The Group’s EMEA operations, which accounted for 12 percent of the Company’s revenue for the year, grew by two percent from US$60.5 million in 2009 to US$61.5 million in 2010. The revenue contribution improvement from the EMEA segment was principally due to the higher revenues from the Company’s terminals in Poland and Georgia, which was partially offset, by lower revenues in Madagascar and Syria.
Total consolidated cash operating expenses for the year increased 10 percent to US$203 million from US$185.2 million in the same period in 2009 primarily due to the 23 percent rise in equipment and facilities-related expenses brought about by the significant upswing in volume.
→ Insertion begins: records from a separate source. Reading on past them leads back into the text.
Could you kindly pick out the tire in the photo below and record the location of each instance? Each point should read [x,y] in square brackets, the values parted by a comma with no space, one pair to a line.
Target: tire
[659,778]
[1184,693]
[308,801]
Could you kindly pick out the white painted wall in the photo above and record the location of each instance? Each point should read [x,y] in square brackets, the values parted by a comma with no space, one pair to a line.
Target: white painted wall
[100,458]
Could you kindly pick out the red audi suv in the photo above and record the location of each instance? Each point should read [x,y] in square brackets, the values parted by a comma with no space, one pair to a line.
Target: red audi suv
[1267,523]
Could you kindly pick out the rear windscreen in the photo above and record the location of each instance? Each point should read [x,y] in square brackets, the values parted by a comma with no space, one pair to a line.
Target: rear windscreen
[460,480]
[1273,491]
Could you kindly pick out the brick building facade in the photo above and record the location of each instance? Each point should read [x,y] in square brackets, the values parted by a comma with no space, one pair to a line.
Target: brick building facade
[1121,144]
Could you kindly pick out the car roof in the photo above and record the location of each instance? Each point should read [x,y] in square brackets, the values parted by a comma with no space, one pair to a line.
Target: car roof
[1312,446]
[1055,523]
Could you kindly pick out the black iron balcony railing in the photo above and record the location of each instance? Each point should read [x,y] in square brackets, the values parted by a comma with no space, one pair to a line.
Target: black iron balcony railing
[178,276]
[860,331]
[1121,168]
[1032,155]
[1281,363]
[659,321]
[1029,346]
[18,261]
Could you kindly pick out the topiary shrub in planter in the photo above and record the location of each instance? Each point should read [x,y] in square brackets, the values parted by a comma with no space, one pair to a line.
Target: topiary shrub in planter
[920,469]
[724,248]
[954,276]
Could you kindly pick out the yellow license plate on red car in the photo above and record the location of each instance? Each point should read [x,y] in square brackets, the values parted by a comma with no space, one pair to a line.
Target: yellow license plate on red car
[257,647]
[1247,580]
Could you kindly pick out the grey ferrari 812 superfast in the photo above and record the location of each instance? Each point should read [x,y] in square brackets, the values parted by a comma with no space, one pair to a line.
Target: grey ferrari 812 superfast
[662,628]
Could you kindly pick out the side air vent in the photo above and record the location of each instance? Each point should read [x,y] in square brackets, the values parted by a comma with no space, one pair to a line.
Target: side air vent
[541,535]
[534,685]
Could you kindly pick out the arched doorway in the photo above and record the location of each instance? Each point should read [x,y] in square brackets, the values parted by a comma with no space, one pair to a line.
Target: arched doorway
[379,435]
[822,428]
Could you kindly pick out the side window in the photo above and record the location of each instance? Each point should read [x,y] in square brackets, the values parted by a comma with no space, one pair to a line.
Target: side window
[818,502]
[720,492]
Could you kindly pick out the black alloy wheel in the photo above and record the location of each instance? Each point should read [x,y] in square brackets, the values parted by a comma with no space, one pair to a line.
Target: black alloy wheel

Consolidated EBITDA was 41 percent higher in 2010 at US$247.7 million compared to US$175.7million in 2009 mainly due to the strong growth in volume and revenues across all geographic segments of the group and subdued growth in operating expense. Consolidated EBITDA margin for the full year 2010 improved by five percentage points to 47 percent against 42 percent in the same period in 2009.
Consolidated interest expense and financing charges for the full year 2010 increased 77 percent to US$48.5 million from US$27.4 million in 2009. The increase was mainly due to higher debt level and higher interest rate associated with the issuance of the 10-year US$450 million Bond. The Company also accelerated the amortization of debt issue cost associated with loans at the parent level that were refinanced during the period to lengthen the duration of the Company’s loans and not have any substantial loan repayment until 2020. In addition, a one-time prepayment cost of US$0.8 million was booked as a result of the prepayment of TSSA’s US$ project finance loans from the International Finance Corporation (IFC) and Netherlands Development Finance Company (FMO).
The effective tax rate for the full year 2010 fell to 29 percent compared to 35 percent in the same period of 2009. The decrease was mainly attributable to lower operating losses at terminals in the early stages of operation in 2010 compared to the same period in 2009 and the lower capital gains tax rate on the one-time gain on sale of non-core assets.
In 2010, ICTSI’s capital expenditure amounted to US$125 million mainly from TSSA’s acquisition of container handling equipment, CGSA’s civil works in order to expand handling capacity and improve operating efficiency, SPIA’s pre-development civil works and MICT’s spending on Berth 6. In 2011, the total estimated consolidated capital expenditure is approximately US$356 million, US$214 million of which is for new projects in Argentina, Mexico and Colombia, and the balance mainly for civil works, systems improvement, and purchase of major cargo handling equipment at its port operations in Manila (MICT), Brazil (TSSA) and Ecuador (CGSA).